The ability to run the same PaaS internally as you choose externally running on a public cloud is a big deal for enterprises, which don't want to be locked in to someone else's infrastructure. (Having your PaaS available as open source code is also a big deal, and El Reg will explore this in a companion article.)

Other issues come into play, but Red Hat and VMware seem to agree that a private PaaS option is important, in contrast with just about every other public PaaS provider (including Engine Yard above.)

"Just about all of the customers I have talked to have used a public PaaS, but they have not been able to move the bulk of their applications into those public platform clouds for a variety of reasons," explains Fernandez.

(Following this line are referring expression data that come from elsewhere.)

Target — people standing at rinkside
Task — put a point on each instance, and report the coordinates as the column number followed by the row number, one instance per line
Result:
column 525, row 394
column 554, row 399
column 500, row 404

"They have security concerns, data privacy issues, compliance and governance restrictions, and they also have all this infrastructure stuff and staff in place and they can't just flip a switch. So what we are doing with OpenShift Enterprise, which is unique among PaaS vendors, is giving them choice. We are giving them a platform cloud that they can deploy on premise that is consistent with what we offer online, plus the tools that let them become their PaaS platform for their company."

It is unusual when you can see Red Hat and VMware on the same side of such an important issue. But VMware will tell you the same thing about its Cloud Foundry PaaS.

Cloud Foundry is based on the Spring framework for running Java apps that has been extended with the Rails and Sinatra frameworks to run Ruby, the Play 2.0 and Lift frameworks for supporting Scala, as well as supporting the Node.js variant of server-side JavaScript.

VMware took control of the Spring framework through its $362m acquisition of SpringSource in August 2009, and it launched the Cloud Foundry platform cloud project in April 2011, more or less in synch with Red Hat's OpenShift platform cloud.

IDC's revenue projections for various cloud services

IDC's revenue projections for various cloud services

VMware is taking its time as it ramps up Cloud Foundry, and equally importantly, the company is moving Cloud Foundry out of VMware and into a new unit of its parent company, EMC, that is tentatively called the Pivotal group.